USC lost something special last night, and it wasn’t a game. The Trojans have more national titles than the rest of the Pac-12 combined. That usually leads to people watching a 62-41 loss in Tempe and saying things like "we’re USC, this doesn’t happen to us." And that’s true to an extent (although Oregon disagrees). But saying "this doesn’t happen to us" translates quickly to "we don’t do that." USC doesn’t lose to Arizona State, a team they’d beaten 12 of their previous 13 contests, while giving up 62 points. Except, they do. USC doesn’t start a season ranked number one and then fail to win a bowl game. Except, they do. USC doesn’t make reactionary decision mid-season like UCLA. Except, they do.
When you’ve won more national titles than the rest of your conference combined you are expected to act a certain way. On the one hand that means you’re expected to win an absurdly high number of games, on the other hand it means administratively you have to carry yourself in a different way. After the Trojans beat UCLA 50-0 two years ago the Bruins fired Rick Neuheisel before they even played their bowl game. Now USC loses to ASU 62-41 and Pat Haden fires Lane Kiffin before the team can even get back to campus. Does USC really want to say they do things just like everyone else? First Haden listens to the fan noise and fires a coach mid-season, next thing you know the Trojans are wearing their 17th alternate jersey that has nothing to do with the school colors.
Why was Kiffin fired after that particular game? Just three weeks ago everyone wanted him fired because the offense looked miserable. Against Arizona State the offense puts up 41 points and everyone still wants him fired. Maybe that’s just the price of being the head coach at USC. Maybe it really is a job that entails getting blamed (justifiably) when your side of the ball struggles and getting blamed when it plays well but the other side of the team gets blasted. Even if that is the case, can we all at least admit our reasons for wanting Kiffin fired are as inconsistent as the team he was coaching?

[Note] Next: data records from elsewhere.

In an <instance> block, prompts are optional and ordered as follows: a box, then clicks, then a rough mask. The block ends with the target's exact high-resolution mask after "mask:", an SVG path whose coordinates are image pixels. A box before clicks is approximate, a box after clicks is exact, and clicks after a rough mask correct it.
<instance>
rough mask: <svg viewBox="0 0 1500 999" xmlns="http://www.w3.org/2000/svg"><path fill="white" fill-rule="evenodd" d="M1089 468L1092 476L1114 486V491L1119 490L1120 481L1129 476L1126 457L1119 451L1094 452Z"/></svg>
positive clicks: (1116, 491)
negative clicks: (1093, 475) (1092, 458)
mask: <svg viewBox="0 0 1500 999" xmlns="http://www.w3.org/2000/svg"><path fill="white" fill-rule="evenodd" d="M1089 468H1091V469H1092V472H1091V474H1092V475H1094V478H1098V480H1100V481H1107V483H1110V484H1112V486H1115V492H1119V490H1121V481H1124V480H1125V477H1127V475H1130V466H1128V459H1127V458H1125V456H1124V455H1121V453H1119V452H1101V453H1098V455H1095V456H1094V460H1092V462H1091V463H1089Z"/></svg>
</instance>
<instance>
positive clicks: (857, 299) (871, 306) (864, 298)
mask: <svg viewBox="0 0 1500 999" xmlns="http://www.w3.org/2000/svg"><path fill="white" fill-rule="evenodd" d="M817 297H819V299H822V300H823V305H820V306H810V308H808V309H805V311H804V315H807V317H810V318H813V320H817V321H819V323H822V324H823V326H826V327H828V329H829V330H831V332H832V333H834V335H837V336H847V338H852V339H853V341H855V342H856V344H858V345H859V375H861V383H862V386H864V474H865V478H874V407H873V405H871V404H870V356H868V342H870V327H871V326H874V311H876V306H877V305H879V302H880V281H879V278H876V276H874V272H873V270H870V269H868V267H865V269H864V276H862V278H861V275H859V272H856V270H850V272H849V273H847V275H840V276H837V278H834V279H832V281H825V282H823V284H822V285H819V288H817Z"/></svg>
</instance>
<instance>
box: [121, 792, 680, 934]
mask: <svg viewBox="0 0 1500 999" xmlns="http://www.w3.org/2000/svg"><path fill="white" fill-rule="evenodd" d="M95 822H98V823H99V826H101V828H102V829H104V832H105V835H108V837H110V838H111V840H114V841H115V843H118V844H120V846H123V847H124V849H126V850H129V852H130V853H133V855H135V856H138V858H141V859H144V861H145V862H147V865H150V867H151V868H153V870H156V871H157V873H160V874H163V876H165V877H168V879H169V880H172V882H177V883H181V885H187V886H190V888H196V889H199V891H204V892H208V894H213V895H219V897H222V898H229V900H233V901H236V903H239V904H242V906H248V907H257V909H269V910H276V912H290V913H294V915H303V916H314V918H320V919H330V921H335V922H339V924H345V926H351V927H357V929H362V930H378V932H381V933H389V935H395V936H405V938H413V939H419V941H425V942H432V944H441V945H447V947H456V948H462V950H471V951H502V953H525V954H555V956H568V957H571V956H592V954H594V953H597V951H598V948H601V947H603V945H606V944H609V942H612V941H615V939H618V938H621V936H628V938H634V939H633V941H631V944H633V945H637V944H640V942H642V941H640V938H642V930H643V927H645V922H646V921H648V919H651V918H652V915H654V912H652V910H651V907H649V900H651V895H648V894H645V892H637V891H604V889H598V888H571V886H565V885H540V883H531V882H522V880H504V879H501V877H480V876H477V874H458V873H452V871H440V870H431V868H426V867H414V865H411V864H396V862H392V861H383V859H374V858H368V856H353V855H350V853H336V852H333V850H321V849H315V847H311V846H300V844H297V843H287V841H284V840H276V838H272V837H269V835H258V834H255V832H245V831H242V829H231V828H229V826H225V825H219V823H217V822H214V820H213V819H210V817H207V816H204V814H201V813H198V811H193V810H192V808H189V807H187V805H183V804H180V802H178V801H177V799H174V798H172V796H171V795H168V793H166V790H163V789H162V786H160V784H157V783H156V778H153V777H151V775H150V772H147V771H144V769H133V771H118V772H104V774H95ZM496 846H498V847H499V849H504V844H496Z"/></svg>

Midway through the third quarter last night I realized I have no idea how I’d fix this Trojan team. One second I’m thinking the offense is never going to get it together, the next I’m trying to blame Monte Kiffin for the defense even though he’s in Dallas. There is no easy answer as to what’s wrong with this iteration of Trojans outside of "we’re USC, this doesn’t happen to us." Maybe Haden finds a coach who manages to reinvigorate the team like Jim Mora has done across town, but its an awful big gamble if in the process you throw away one of the last things making your program different.
Lane Kiffin probably deserved to lose his job based on performance alone, but is USC really comfortable being the school that makes decisions like this mid-season? If Kiffin deserved to lose his job nothing that has happened since Georgia Tech enhanced that. If he deserved to lose his job he deserved the same fate eight months ago. As fans it is easy to get caught up in RIGHT NOW and lose sight of what makes your program special. As much as the 11 national titles and over thirty Rose Bowl wins it is tradition that makes USC special. Its players not having names on their jerseys, its white socks and black shoes; it’s being a program that above all else refuses to be reactionary.
Lane Kiffin reportedly lost his job at 4:30 in the morning and in that moment USC sealed the loss of more than a game last night. Firing a coach mid-season is something other schools do. USC lost part of its tradition last night. The Trojans became just the latest school to fold under fan pressure, regardless of anything else. The Trojans folded to a fan base that is currently rejoicing over Coach Kiffin losing his job.
USC may have lost its way last night, but that fan base lost something more this morning. To celebrate a grown man losing his job is lower than low. Wealth does not preclude you from deserving sympathy. Lane Kiffin coached his team to a loss last night and then had to go home to his wife and son and have them watch as millions of people celebrated the public recognition of his failure. There is something wrong with that. There is something wrong with a group of fans supporting the TROJANS forgetting the ancient value that pride commeth before a fall, forgetting that there but for the grace of God go I. Lane Kiffin may have deserved to lose his job, but if we’re celebrating another man’s firing, we have bigger problems than supporting a 3-2 football team.